The October wedding blitz might be behind us, but weddings are still being canceled and rescheduled as the year tapers off (and, unfortunately, we’re looking at more of the same in 2021…).
In the bustle to replan, reschedule, and rehire, it’s crucial not to overlook the one thing that actually makes any of this legal: the marriage license. If your wedding plans changed due to Covid-19, read on for what you absolutely need to do before saying “I do.”
The recommendations in this article are for informational purposes only and are not intended as legal counsel.
First thing’s first: Did your marriage license expire? Aren’t sure? If you’ve postponed and are in a replanning phase, check this pronto. In many states, you have 60 days from when you apply for the license to the date you say your vows before the license expires. So, if you’ve bumped your date from, say, July to November, you might need to reapply as your license might no longer be valid in your state. In other states, such as Mississippi, it never expires. Since this varies by state, be sure to get up to snuff on the details of yours.
Whatever you do, do not lock things in with any new vendors you may have fallen in love with for your new elopement or intimate ceremony until you know if your marriage license will still be valid on your new date. If not, get things squared away at the courthouse first.
Did you switch the state in which you’re having your legal union? If you’re in a hurry to elope, know that you need to get married in the state where you apply for your marriage license—marriage licenses don’t transfer from state to state.
For instance, if you live in Phoenix, you can’t apply for a marriage license in Arizona, then head to California with hopes of making your union legal in the Golden State.
Cement this to memory: You must apply for your marriage license in the state in which you intend on getting legally married.
Then, your marriage license gets filed in the state—and, in some cases, the county—you get married in, not the state you reside in. This applies to all 50 states. If you elope in Vegas, your marriage license will get filed in the marriage bureau there (along with millions of others, including Elvis’s).

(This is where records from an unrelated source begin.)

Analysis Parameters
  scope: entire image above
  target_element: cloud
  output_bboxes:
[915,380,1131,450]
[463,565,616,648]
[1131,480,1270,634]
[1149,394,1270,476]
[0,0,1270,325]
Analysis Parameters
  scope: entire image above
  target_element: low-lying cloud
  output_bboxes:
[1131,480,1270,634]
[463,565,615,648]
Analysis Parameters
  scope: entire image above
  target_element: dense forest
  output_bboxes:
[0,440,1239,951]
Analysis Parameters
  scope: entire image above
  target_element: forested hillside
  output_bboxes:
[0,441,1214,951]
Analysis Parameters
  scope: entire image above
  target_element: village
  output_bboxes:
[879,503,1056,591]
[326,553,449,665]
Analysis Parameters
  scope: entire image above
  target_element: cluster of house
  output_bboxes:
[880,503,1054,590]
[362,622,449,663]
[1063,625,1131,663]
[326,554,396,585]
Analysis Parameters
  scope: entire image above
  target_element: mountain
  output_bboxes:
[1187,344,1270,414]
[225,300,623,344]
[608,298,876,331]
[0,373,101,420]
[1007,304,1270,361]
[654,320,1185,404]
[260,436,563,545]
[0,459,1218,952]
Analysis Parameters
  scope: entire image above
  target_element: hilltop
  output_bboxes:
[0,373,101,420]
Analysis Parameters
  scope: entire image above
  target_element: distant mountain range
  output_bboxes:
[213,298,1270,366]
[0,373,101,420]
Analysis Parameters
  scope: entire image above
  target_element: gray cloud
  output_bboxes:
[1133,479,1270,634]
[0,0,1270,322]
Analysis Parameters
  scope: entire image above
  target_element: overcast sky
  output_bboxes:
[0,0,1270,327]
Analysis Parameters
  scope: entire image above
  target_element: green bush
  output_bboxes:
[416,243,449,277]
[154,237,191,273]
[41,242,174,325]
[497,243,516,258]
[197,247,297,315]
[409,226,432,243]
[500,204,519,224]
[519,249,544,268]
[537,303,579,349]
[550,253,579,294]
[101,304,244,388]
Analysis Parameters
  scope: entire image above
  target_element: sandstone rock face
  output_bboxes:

And to clear up a ton of confusion, you don’t need to be a resident of the state where you’re eloping in order to get married there.
In a rush to do the damn thing? In the U.S., laws regarding the waiting period vary by state. The waiting period is the time between when you apply for the marriage license and when it’s issued. In many states, there’s no waiting period, so you can apply for the marriage license and get married on the same day (hello, Las Vegas). In others, the waiting period can be waived under certain circumstances; New Orleans, for instance, will waive its 24-hour waiting period if you’re both residents of Louisiana.
As weddings become smaller and much more intimate, many couples are opting to have a family member or close friend officiate their ceremony. This makes for a truly touching experience, and today it’s pretty simple to become an officiant online. Sites such as American Marriage Ministries offer free online ordination and tons of helpful resources (yours truly got ordained through AMM).
It’s important to note, however, that online ordination is not legally recognized in two states, Virginia and Tennessee, for reasons I won’t dive into here. If you intend on getting married in either of these states, you must hire an officiant who has not been ordained online. You can request a list of civil celebrants from the courthouse in the county where you’re marrying, or hire a minister or reverend who has been ordained the old-fashioned way (this is true for every state).
Just be sure that whoever performs the legal union returns the signed marriage license to the courthouse for filing.
One sweet tip to leave you with: Many officiants are now bringing brand-new pens to each ceremony to keep things safe when signing the marriage license. Consider buying a special pen for signing yours, which then becomes an additional memento from your special day. We suggest a calligraphy or fountain pen, which look quite classy in photos.
Always check the state or county website (ending in “.gov”) for the most up-to-date information regarding marriage licenses, as circumstances continue to change due to Covid-19.